What else was missing?

Given the extent of ‘deaths of despair’ in Scotland (deaths from drugs, alcohol and suicide), it was surprising to see that suicide was absent from the framework. And given the intersection between health and justice challenges and systems in Scotland, it was concerning to see only a passing reference to justice and no mention of health in prisons. The health-justice intersection is particularly impacting men from lower socio-economic backgrounds in Scotland – the same group who are most at risk for ‘deaths of despair’. Understanding the way in which socioeconomic factors shape both health and justice outcomes and the various ways in which health and justice systems interact for the most marginalised communities in Scotland should be a core part of a whole of government approach to tackling health inequalities.

The role of ‘lived and living’ experience has the potential to play a critical role in overcoming policy silos when considering where to prioritise action and how best to design effective implementation.
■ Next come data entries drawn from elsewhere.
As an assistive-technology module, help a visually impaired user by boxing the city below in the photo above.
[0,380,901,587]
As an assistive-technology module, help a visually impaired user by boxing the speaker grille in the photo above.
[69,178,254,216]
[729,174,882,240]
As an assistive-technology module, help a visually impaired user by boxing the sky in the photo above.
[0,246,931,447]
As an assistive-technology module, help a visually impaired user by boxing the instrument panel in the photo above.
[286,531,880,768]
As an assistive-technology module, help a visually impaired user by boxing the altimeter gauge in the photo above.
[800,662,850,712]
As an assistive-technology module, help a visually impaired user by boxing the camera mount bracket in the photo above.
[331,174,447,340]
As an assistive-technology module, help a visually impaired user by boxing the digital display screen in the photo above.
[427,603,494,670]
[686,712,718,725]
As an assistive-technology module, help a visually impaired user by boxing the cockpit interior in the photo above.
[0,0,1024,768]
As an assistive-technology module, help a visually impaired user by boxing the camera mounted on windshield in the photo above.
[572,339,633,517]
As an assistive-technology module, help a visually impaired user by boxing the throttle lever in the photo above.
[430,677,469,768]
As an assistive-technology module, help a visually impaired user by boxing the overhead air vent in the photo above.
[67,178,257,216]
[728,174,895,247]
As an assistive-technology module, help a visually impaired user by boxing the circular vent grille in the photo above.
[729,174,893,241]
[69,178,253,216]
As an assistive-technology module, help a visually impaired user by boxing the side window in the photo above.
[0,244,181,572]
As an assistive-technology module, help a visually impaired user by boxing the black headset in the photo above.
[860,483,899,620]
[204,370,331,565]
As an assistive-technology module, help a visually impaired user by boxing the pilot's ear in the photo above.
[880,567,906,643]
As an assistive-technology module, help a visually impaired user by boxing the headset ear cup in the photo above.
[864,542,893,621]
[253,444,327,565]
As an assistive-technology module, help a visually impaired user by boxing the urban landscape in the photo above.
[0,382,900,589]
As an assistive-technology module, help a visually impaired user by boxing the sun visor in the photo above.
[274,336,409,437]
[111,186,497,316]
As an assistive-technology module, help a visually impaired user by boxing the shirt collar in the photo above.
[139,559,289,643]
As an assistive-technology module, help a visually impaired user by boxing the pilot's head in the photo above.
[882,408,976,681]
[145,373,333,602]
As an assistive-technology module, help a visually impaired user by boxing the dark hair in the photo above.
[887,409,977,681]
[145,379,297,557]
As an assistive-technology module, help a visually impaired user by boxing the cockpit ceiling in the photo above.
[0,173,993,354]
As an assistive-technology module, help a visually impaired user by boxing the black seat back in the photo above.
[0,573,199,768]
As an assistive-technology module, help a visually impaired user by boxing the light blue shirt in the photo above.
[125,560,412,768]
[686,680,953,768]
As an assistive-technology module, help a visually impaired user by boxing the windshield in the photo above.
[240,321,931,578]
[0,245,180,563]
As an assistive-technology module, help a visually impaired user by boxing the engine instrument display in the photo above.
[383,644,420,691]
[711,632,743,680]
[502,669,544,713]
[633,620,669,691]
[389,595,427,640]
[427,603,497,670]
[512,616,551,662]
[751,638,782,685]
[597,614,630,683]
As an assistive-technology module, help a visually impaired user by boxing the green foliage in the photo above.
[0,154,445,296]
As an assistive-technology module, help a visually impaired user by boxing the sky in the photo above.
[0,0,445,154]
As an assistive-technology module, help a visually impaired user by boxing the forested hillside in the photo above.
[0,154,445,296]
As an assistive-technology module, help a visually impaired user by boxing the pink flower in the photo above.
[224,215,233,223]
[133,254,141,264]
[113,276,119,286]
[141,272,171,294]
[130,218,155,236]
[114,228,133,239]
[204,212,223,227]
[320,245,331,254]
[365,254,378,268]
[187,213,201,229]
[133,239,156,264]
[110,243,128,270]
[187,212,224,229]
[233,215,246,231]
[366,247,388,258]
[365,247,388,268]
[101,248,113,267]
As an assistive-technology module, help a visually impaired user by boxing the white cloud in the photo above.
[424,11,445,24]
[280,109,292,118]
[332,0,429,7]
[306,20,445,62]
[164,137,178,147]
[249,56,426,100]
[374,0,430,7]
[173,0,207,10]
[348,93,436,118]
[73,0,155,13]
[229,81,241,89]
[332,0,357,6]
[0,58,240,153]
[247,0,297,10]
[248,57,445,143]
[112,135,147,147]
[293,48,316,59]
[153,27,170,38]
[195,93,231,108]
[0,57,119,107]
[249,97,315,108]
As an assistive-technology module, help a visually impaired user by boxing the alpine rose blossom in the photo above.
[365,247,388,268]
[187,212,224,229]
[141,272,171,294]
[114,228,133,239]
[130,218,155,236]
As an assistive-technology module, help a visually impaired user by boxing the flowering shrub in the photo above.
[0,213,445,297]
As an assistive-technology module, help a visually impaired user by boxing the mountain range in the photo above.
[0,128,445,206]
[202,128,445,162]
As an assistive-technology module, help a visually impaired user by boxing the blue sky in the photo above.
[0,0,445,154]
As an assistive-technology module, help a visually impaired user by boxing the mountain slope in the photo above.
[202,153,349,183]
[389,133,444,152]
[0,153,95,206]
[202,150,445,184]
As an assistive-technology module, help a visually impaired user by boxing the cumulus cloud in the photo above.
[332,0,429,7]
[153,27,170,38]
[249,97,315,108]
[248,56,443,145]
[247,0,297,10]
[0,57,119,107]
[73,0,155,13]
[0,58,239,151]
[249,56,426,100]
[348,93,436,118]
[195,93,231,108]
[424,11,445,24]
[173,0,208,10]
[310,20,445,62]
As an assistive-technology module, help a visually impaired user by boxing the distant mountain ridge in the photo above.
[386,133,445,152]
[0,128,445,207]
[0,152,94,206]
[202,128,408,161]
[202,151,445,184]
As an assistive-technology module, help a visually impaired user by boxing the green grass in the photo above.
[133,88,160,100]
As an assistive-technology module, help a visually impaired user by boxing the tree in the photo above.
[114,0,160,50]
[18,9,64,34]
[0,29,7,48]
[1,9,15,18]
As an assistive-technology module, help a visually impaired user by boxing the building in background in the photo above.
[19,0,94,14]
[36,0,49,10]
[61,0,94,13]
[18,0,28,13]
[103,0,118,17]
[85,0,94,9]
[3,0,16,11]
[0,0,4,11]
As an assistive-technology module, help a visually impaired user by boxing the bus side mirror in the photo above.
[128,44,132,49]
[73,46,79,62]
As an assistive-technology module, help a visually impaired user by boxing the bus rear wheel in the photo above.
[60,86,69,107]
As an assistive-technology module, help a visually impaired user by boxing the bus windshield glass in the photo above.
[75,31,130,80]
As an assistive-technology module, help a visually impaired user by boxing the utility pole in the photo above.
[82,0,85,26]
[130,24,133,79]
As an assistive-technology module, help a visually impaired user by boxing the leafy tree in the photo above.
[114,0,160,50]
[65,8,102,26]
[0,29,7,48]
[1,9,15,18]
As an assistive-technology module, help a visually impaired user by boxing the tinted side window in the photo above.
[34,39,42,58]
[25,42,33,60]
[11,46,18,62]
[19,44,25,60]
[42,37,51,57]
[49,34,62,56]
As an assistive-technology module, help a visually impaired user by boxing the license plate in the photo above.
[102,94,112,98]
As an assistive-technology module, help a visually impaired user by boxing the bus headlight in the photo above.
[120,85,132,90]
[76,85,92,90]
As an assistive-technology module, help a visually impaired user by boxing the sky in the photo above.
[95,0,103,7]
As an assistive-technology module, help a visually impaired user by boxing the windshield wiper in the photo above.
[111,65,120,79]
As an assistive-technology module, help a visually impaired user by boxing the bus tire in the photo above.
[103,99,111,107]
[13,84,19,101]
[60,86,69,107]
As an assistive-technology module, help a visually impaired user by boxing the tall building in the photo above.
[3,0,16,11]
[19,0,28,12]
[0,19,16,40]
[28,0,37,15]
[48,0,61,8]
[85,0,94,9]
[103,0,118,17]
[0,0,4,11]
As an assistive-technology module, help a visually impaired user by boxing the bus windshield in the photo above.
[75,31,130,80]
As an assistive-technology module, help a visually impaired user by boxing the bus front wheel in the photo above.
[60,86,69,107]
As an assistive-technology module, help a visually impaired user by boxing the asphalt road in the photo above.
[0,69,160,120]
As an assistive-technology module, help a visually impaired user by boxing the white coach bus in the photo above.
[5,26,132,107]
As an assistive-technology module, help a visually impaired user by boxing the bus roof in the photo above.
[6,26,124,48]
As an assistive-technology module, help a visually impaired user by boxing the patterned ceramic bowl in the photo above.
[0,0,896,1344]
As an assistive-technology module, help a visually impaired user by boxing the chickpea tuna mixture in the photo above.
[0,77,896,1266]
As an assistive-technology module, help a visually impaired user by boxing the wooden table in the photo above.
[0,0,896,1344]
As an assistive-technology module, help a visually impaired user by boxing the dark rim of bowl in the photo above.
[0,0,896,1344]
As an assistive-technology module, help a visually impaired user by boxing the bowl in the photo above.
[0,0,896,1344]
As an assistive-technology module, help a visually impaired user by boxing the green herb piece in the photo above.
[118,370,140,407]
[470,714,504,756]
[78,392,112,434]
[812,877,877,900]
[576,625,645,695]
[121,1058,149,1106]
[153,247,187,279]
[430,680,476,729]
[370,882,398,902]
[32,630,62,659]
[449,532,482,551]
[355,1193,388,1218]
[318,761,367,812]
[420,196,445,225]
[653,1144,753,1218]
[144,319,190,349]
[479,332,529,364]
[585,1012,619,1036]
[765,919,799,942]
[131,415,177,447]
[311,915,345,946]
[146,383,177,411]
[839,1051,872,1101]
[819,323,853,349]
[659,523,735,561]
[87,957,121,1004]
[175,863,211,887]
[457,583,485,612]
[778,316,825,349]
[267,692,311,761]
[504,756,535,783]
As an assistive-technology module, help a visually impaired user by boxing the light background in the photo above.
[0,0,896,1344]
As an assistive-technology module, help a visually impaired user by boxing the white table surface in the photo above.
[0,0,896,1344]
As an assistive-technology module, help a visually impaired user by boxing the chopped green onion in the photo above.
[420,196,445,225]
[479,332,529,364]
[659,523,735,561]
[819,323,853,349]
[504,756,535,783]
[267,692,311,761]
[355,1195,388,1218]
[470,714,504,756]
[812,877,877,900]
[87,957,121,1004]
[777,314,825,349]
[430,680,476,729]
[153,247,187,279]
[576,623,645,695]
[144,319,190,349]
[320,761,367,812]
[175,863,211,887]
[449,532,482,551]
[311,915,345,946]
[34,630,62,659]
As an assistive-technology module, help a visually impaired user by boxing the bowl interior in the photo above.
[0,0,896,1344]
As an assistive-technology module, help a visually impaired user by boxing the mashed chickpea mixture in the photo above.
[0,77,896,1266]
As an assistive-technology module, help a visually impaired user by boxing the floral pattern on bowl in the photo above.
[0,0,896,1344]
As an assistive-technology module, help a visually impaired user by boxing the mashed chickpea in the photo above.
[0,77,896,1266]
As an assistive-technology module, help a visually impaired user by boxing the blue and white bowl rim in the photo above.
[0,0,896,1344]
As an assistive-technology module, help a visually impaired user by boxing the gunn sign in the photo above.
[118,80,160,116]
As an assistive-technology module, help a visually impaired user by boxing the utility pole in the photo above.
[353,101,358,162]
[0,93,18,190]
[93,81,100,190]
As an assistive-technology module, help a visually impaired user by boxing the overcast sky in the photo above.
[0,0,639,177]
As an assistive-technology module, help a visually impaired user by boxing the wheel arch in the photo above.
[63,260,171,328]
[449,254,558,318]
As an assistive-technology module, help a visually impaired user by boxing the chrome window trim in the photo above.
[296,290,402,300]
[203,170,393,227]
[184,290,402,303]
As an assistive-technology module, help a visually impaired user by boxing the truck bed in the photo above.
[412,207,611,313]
It was therefore good to see the Framework mention lived and living experience as important for work around drugs and alcohol, and to see plans to work directly with children and young people in an accompanying Child Rights and Wellbeing Impact Assessment. However, if participation is to go beyond listening, to help realise the Framework’s ambition to improve population health and reduce health inequalities, plans to engage with the communities facing the sharpest inequalities need to be far more cross-cutting. People’s day-to-day lives do not reflect the silos of the policymaking system and it would have been good to see clearer plans for community engagement to help ensure preventative efforts mirror and support the needs and experiences of Scotland’s population.

Next Steps

Scotland’s Population Health Framework brings a much-needed focus to preventative approaches to tackling health inequalities, and the underpinning evidence review is thorough. However, to be effective, this needs to be rapidly followed by an implementation plan that makes clearer how the actions and commitments within the framework are to be realised, along with a clear indication of fiscal resources that are required, what has been already set aside, and what will need to be found in the Scottish Budget. An implementation plan should also set out who is accountable for ensuring that the actions are carried out, and, given key policy levers are at the national level, this needs to ensure that accountability reaches up to the Scottish Government.

We would also like to see clearer commitments to realising a whole of government approach, with appropriate resources, and actions to address key issues that are not covered by the new framework (notably suicide and the health-justice intersection) and more cross-cutting plans for public engagement.

As we understand it, a monitoring and evaluation strategy will soon follow (there are workshops already set up for this purpose, which we will be participating in). While this is good news, monitoring and evaluation ideally need to be part of policy design, alongside implementation planning, rather than something that is considered later. This would ensure, for example, that actions are not only achievable but also measurable.

Whilst it is difficult not to see this framework as a missed opportunity, there has been significant time and energy contributed from officials and stakeholders over the last year. Ultimately, the way that the Scottish Government is structured—and the absence of mechanisms to support whole-of-government approaches across all levels and policy areas—remains a fundamental barrier to delivering the change in approach that the evidence review makes clear is required. This isn’t inevitable, but it is disappointing that, for an issue as vital as the population’s health, a more collective approach could not be achieved. It’s interesting that the new Public Service Reform strategy, released by the Scottish Government 2 days after the PHF, echoes much of the change that is needed and sets out an intention to change this, including clearer leadership, more accountability and budget processes that enable preventative spend. Delivering the aims of the Population Health Framework could offer a powerful early test of whether this reform agenda can deliver real change in practice.